Appearance – Presence of a party litigant before the court.
Application – A form used to apply for a mortgage loan that details a potential borrower’s income, debt, savings and other information used to determine credit worthiness.
Application Fee – The fee that a mortgage lender or broker charges to apply for a mortgage to cover processing costs.
Appraisal – A ”defensible” and carefully documented opinion of value. Most commonly derived using recent sales of comparable properties by a licensed, professional appraiser.
Appraised value – An opinion of the fair market value of a property as developed by a licensed, certified appraiser following accepted appraisal principals.

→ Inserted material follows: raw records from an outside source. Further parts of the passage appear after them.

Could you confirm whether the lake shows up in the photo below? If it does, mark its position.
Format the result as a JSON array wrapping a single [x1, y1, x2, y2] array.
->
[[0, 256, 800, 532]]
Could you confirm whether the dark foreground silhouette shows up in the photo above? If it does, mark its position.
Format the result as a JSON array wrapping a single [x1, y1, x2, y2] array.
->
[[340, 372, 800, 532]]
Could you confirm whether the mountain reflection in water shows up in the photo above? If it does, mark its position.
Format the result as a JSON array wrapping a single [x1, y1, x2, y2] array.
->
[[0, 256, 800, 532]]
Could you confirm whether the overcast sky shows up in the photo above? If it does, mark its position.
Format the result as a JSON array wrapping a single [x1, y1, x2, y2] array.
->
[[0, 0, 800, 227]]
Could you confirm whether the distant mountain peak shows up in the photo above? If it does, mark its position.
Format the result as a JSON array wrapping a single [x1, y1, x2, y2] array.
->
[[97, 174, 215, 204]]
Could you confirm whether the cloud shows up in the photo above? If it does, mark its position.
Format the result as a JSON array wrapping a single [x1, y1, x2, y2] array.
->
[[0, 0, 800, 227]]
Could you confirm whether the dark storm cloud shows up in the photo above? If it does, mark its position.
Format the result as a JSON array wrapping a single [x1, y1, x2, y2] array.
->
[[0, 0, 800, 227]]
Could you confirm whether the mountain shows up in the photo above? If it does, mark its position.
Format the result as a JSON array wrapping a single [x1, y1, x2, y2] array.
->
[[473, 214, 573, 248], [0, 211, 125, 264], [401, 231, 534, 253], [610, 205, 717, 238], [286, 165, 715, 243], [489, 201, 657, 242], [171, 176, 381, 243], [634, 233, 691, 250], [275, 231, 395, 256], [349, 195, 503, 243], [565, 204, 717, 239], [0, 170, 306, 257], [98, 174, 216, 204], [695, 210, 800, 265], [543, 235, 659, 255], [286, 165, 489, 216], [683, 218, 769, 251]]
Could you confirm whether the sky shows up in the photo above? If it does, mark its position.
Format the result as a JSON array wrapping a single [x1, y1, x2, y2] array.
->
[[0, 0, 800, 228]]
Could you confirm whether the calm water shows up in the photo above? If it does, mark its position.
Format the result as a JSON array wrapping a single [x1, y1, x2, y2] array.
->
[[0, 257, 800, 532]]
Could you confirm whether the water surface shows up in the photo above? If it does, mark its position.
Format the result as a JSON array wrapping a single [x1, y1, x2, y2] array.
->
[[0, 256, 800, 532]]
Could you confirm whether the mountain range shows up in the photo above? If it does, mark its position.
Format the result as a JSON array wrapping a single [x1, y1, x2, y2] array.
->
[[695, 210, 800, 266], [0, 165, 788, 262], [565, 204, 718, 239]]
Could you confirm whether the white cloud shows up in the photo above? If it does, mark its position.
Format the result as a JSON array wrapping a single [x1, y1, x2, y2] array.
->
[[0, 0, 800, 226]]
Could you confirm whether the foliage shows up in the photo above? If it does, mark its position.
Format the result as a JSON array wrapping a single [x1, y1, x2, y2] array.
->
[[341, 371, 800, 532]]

Appraiser – An educated, certified professional with extensive knowledge of real estate markets, values and practices. The appraiser is often the only independent voice in any real estate transaction with no vested interest in the ultimate value or sales price of the property.
Appreciation – An increase in the market value of a home due to changing market conditions and/or home improvements.
Appurtenance – Anything incidental to or belonging to land considered a part of the real property.
Appurtenant – Belonging to.
Arbitrary (ARB) Map – A map made by a title company for its own convenience in identifying parcels of real property.
Arbitration – A process where disputes are settled by referring them to a fair and neutral third party (arbitrator). The disputing parties agree in advance to agree with the decision of the arbitrator. There is a hearing where both parties have an opportunity to be heard, after which the arbitrator makes a decision.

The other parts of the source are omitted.